Two-in-five self-employed workers do not have a pension and more than half want the law changed to encourage them to save for retirement, according to research from Prudential.
The life company said two-fifths of self-employed workers - the equivalent of two million people - have admitted to having no form of pension and more than one-quarter said they will be reliant on the state pension as their main source of retirement income, which is currently worth just £8,546 a year.
According to Prudential's study of 1,178, conducted by independent researchers Consumer Intelligence, one-quarter (27%) of those questioned would support the expansion of auto-enrolment to cover the self-employed while the same amount (27%) would back compulsory pensions saving.
Prudential retirement expert Vince Smith-Hughes said: "It is clear that the self-employed want help in saving for retirement and that the state pension alone may not be enough for a comfortable retirement.
"Various options to encourage and support the self-employed to save via auto-enrolment have been put forward in recent years."
The study highlighted the growing pension crisis among the self-employed, with nearly one-in-five saying they do not believe pensions apply to them. According to Prudential, the same amount of self-employed people also said they find the rules very confusing.
One-in-seven (15%) worry they will not be able to immediately access their pension funds if they are out of work.

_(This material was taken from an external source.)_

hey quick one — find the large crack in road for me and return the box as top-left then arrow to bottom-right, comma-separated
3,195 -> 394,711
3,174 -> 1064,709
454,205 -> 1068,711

Smith-Hughes added: "We believe it is important that the government works with the self-employed to ascertain the most suitable option and put appropriate rules in place as soon as practicable."
The Pensions Advisory Service chief executive Michelle Cracknell said its work echoes the findings, arguing the self-employed want help in saving for retirement but that there is a "clear disconnect between the self-employed and pensions".
She explained that, currently, they are not getting the help they need: "The self-employed are a diverse group who have many different needs and desires and we must find new ways of getting the key message of importance of retirement savings across to them and, importantly, new mediums to deliver those messages."